Look at the interface of std::codecvt, e.g. at the member function in. This
function takes a Byte array as input and write wide characters to a second Byte
array. Since in() is a virtual function, it's slightly faster to call it once or
twice per string than to call it once for each character in a string. Similar
remarks hold for out. To make this work, you need

(i) the input to be presented as a character array (std::string or const char*
is fine, but a pair of forward iterators isn't)
(ii) a good sized buffer for output

The example I presented doesn't satisfy (i). But in the absense of performance
data I won't worry about it.

> I agree that there should be iterator versions underneith the range
> interface
> (that's how it all works.)
>
> Jonathan:
>> template<typename WideStr>
>> basic_string<typename Codecvt::extern_type>
>> narrow(const WideStr& str)
>> {
>> string_converter<> cvt;
>> return cvt::narrow(str);
>> }
>
> The could be specified as
>
> template< class NarrowString, class ReadableWideForwardRange, class
> Codecvt > NarrowString narrow( const ReadableWideForwardRange& r,
> const Codecvt& cc ); ...

First, as much as I love Boost.Range and would like to see it standardized, I
don't think the code conversion proposal should use it.

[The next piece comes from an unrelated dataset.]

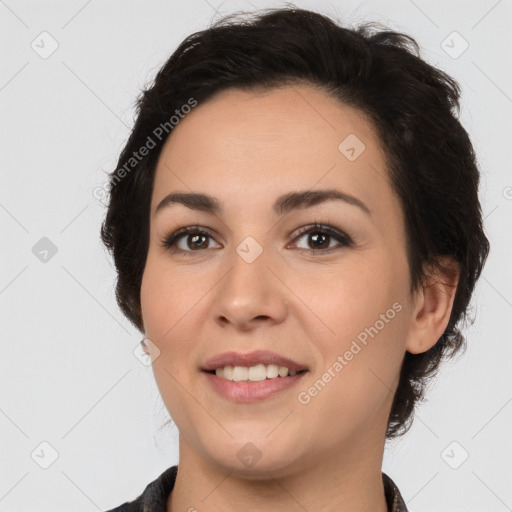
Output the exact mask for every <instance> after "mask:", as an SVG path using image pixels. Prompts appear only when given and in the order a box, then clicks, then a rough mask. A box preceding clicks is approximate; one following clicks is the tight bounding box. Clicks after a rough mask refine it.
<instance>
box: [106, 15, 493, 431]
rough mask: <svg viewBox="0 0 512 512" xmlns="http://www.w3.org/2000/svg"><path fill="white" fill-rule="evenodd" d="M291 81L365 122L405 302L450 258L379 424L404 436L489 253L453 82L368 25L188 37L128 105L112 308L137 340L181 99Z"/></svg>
mask: <svg viewBox="0 0 512 512" xmlns="http://www.w3.org/2000/svg"><path fill="white" fill-rule="evenodd" d="M295 83H309V84H312V85H315V86H320V87H321V88H323V90H325V91H326V92H327V93H329V94H332V95H334V97H336V98H337V99H338V100H339V101H340V102H342V103H344V104H346V105H349V106H352V107H356V108H358V109H360V111H362V112H364V113H365V114H366V115H367V116H368V118H369V119H370V120H371V121H372V123H373V125H374V127H375V129H376V131H377V133H378V135H379V137H380V140H381V143H382V147H383V148H384V150H385V153H386V156H387V164H388V172H389V178H390V181H391V183H392V186H393V188H394V190H395V191H396V193H397V195H398V197H399V199H400V202H401V206H402V208H403V211H404V213H405V219H406V231H407V232H406V237H407V256H408V261H409V269H410V278H411V293H412V292H413V291H414V290H416V289H417V288H418V287H419V286H421V285H423V284H425V283H426V279H427V274H426V271H425V268H426V265H433V266H434V267H436V266H437V267H439V260H438V259H437V258H438V256H440V255H449V256H452V257H453V258H454V259H455V260H456V261H457V262H458V263H459V265H460V278H459V284H458V287H457V291H456V295H455V299H454V304H453V308H452V312H451V316H450V320H449V323H448V326H447V328H446V330H445V332H444V334H443V335H442V336H441V337H440V338H439V340H438V341H437V343H436V344H435V345H434V346H433V347H432V348H431V349H430V350H428V351H426V352H423V353H420V354H411V353H409V352H406V354H405V357H404V360H403V364H402V368H401V373H400V381H399V384H398V388H397V391H396V394H395V397H394V401H393V404H392V408H391V412H390V416H389V421H388V429H387V434H386V436H387V438H389V439H391V438H393V437H397V436H399V435H402V434H404V433H405V432H407V431H408V430H409V428H410V426H411V424H412V419H413V414H412V413H413V410H414V406H415V404H416V403H417V402H418V401H420V400H422V399H423V394H424V391H425V386H426V383H427V381H428V380H429V379H430V378H431V377H433V376H434V375H435V374H436V372H437V370H438V367H439V364H440V362H441V360H442V358H448V357H451V356H453V355H454V354H455V353H456V352H458V351H460V350H461V349H462V348H465V338H464V336H463V335H462V333H461V330H460V327H459V322H460V321H461V320H462V319H464V320H466V319H467V318H466V315H467V310H468V308H469V303H470V299H471V296H472V293H473V290H474V287H475V283H476V281H477V279H478V278H479V276H480V273H481V271H482V268H483V265H484V263H485V260H486V258H487V255H488V252H489V241H488V240H487V238H486V236H485V234H484V230H483V222H482V213H481V207H480V203H479V199H478V185H479V170H478V167H477V162H476V157H475V154H474V150H473V147H472V144H471V142H470V139H469V137H468V134H467V132H466V131H465V129H464V128H463V127H462V125H461V124H460V122H459V120H458V115H459V112H460V106H459V98H460V88H459V85H458V83H457V82H456V81H455V80H454V79H453V78H451V77H450V76H448V75H447V74H446V73H444V72H443V71H441V70H439V69H437V68H435V67H433V66H432V65H429V64H428V63H427V62H425V61H424V60H423V59H422V58H421V57H420V51H419V46H418V44H417V43H416V41H415V40H414V39H413V38H412V37H410V36H408V35H405V34H402V33H398V32H395V31H392V30H387V29H386V28H385V27H379V26H378V25H377V24H375V23H366V24H364V25H361V26H359V27H357V28H353V29H350V28H344V27H342V26H341V25H340V24H339V23H337V22H335V21H334V20H332V19H330V18H328V17H327V16H324V15H321V14H318V13H315V12H312V11H308V10H303V9H298V8H295V7H292V8H279V9H267V10H265V11H260V12H256V13H235V14H232V15H229V16H227V17H224V18H223V19H221V20H219V21H217V22H216V23H215V24H213V25H212V26H211V27H210V28H208V29H206V30H203V31H200V32H196V33H193V34H191V35H190V36H188V37H187V38H186V39H185V40H184V41H183V42H182V43H181V44H180V45H179V47H178V48H177V49H176V51H175V52H174V53H173V54H172V55H171V56H170V58H169V59H168V60H167V61H166V62H165V64H164V65H163V66H162V68H161V69H160V70H159V71H158V73H157V75H156V77H155V79H154V81H153V83H152V84H151V85H150V86H149V87H148V88H147V89H145V90H143V91H142V92H141V94H140V96H139V97H138V99H137V117H136V122H135V126H134V128H133V130H132V132H131V134H130V137H129V139H128V141H127V143H126V145H125V147H124V149H123V150H122V152H121V155H120V157H119V160H118V164H117V167H116V170H114V171H113V172H112V173H110V175H109V191H108V193H109V205H108V211H107V214H106V217H105V219H104V222H103V224H102V227H101V238H102V241H103V243H104V245H105V247H106V248H107V249H108V250H109V251H111V253H112V254H113V258H114V263H115V266H116V269H117V273H118V279H117V283H116V299H117V302H118V304H119V307H120V308H121V310H122V311H123V313H124V314H125V315H126V317H127V318H128V319H129V320H130V321H131V322H132V324H133V325H134V326H135V327H137V329H139V330H140V331H141V332H143V330H144V326H143V323H142V317H141V308H140V287H141V281H142V275H143V271H144V266H145V261H146V255H147V251H148V243H149V211H150V204H151V196H152V189H153V183H154V176H155V168H156V164H157V161H158V157H159V154H160V150H161V148H162V146H163V144H164V143H165V141H166V137H167V136H169V134H170V133H172V126H171V124H172V123H169V119H170V118H171V116H173V114H178V115H179V114H180V113H181V112H183V110H182V107H183V105H186V104H187V103H189V102H190V99H191V98H194V101H197V102H198V104H199V105H201V104H202V103H204V102H205V101H207V100H208V99H209V98H211V97H212V96H213V95H214V94H215V93H216V92H217V91H221V90H226V89H228V88H238V89H243V90H249V91H250V90H255V89H261V88H272V87H274V86H280V85H285V84H295ZM179 117H181V115H179ZM176 119H178V117H176ZM165 123H167V124H165ZM158 127H160V129H158ZM162 127H165V130H164V131H165V135H164V136H162V135H163V130H162ZM157 134H158V136H157ZM149 138H151V140H152V144H151V145H152V148H151V149H150V151H149V152H148V153H147V155H146V156H144V157H143V158H140V160H139V159H137V160H135V159H133V154H134V152H137V151H138V150H139V149H140V148H141V147H143V146H149V144H148V140H149ZM130 159H133V160H130ZM128 162H130V167H127V163H128ZM120 169H124V172H122V173H120V172H119V171H120ZM121 175H122V177H121Z"/></svg>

The second problem is that it's awkard to specify the codecvt instance when you
just want a codecvt to be grabbed from the globale locae:

   std::locale loc = locale::global();
   const std::codecvt<wchar_t, char, std::mbstate_t>& cvt =
      std::use_facet< std::codecvt<wchar_t, char, std::mbstate_t> >(loc);
   // etc.
   std::string s = narrow(ws, cvt);

Most people will want to be able to write

   std::string s = narrow(ws);

Perhaps a good solution would be to have overloads, in addition to the ones I
showed, with a signature including a codecvt instance, as in your example.